Humans everywhere put their trust in certainty, consistency, a sense of justice and
fairness. Once they trust, they gain a greater con fi dence to act in every walk of life.
Broader, faster action at all levels of government, business and society is required to
respond to the long-term challenge of climate change. In this respect, law and the
legal process are critical elements to any policy response to climate change and its
adverse effects. Climate Change and the Law provides a helpful review of the
emergence of a new discipline, its core principles and legal techniques, and its
relationship and potential interaction with other disciplines. It is particularly timely
because, in Durban, South Africa, at the 2011 UN Climate Conference, governments
of the world agreed to craft a universal climate agreement with legal force, to
be adopted in 2015 and to come into force no later than 2020.

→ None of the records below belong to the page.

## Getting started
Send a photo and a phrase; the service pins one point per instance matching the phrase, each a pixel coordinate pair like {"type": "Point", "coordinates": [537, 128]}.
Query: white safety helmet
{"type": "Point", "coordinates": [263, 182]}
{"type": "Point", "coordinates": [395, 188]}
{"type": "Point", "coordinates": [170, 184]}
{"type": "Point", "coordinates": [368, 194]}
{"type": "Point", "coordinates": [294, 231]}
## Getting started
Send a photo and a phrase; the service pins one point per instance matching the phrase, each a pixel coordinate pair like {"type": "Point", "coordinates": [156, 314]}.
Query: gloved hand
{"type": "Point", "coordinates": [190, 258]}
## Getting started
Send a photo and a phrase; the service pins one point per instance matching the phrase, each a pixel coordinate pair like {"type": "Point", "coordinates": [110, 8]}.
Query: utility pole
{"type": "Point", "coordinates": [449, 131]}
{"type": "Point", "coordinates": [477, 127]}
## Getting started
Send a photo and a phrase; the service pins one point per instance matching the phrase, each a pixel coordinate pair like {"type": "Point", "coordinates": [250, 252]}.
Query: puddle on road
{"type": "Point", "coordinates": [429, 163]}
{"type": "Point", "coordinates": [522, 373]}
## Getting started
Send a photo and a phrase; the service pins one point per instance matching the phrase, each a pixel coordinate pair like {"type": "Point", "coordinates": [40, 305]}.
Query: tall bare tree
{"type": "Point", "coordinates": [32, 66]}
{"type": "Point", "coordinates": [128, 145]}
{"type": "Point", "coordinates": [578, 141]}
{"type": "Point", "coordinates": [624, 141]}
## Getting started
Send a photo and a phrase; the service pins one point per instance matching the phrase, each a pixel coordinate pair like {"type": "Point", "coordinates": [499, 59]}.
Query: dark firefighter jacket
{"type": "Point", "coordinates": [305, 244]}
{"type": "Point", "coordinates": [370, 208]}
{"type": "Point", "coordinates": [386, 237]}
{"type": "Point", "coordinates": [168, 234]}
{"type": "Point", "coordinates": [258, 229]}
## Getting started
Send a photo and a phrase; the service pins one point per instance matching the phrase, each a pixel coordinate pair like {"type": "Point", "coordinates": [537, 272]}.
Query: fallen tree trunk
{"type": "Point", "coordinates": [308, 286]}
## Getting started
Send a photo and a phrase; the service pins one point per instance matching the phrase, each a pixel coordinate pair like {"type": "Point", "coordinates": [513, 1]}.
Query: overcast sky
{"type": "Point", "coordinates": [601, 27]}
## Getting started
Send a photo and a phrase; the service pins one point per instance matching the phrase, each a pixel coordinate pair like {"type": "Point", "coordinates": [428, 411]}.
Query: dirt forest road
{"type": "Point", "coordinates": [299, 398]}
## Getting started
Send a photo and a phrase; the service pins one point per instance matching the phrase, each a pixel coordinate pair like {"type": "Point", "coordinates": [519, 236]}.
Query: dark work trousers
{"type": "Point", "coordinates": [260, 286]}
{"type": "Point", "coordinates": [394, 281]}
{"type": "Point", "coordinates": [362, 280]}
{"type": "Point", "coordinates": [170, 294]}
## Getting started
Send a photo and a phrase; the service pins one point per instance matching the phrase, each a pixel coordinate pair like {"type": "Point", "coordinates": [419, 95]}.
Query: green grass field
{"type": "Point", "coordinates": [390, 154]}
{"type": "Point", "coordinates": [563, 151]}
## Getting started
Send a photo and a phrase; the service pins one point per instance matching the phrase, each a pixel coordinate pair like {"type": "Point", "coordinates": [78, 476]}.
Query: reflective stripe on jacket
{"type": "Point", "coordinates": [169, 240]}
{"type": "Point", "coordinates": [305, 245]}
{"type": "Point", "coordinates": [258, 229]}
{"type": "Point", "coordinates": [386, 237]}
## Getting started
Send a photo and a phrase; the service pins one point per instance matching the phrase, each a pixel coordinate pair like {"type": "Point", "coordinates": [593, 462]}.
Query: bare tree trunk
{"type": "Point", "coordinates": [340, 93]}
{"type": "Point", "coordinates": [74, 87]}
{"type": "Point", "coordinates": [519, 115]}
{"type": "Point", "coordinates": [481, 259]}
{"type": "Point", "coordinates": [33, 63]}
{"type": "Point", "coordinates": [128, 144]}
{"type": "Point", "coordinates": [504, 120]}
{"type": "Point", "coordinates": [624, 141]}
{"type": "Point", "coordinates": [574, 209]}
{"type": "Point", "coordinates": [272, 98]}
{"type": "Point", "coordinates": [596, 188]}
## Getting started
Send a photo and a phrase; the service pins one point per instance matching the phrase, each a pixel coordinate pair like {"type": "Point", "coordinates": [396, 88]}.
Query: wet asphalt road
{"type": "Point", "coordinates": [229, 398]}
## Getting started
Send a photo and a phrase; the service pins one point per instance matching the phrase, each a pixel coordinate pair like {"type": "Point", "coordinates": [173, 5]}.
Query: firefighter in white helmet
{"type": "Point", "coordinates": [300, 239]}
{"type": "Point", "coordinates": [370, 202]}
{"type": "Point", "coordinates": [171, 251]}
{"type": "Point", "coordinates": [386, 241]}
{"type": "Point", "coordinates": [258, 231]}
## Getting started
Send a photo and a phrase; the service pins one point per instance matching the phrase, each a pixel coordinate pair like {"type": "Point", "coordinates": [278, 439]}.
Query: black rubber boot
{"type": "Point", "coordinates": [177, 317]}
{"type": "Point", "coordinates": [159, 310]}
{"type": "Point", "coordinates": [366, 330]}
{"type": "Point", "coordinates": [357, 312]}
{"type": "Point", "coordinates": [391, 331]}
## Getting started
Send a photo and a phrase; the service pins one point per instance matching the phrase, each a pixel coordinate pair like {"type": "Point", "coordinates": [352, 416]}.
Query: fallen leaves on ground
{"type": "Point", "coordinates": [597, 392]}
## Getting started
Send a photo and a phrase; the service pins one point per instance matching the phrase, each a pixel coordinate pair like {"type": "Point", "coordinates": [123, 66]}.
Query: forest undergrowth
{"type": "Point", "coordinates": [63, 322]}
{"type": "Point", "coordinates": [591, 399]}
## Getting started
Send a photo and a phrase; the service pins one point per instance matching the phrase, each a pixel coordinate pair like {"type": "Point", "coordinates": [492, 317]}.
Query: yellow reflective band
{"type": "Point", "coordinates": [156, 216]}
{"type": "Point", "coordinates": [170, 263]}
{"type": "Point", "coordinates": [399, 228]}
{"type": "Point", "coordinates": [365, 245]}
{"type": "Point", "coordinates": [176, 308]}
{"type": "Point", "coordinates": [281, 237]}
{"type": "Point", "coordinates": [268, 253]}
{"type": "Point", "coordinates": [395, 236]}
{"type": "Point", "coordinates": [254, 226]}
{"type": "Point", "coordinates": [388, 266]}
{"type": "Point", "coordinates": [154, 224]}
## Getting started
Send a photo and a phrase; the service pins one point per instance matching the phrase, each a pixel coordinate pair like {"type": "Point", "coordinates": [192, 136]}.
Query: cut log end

As an instrument for policy implementation, law provides a normative and institutional
framework for managing and responding to climate change. It translates
policy precepts into binding legal norms. A legal regime may provide for the establishment
of legally binding targets to limit and reduce greenhouse gas emissions
and sanction non-compliance. It can thereby channel human behaviour along
pathways consistent with a low emissions economy. Institutional processes may be
established and vested with power and authority to carry-out assessments, monitor
trends and compliance, incentivize action, and enforce legal requirements. Legal
processes are critical in addressing social crises and disputes arising from the impacts
of climate change. At the global level, international law provides a framework for
cooperation amongst states in responding to a global problem that requires a multilateral
response. This book critically examines the current international legal framework
and undertakes a comparative legal survey of national climate law, bringing
together views from a broad array of perspectives, and a diverse group of authors.
This work will undoubtedly be a valuable reference for the on-going global efforts
to construct the post-2020 international climate change regime.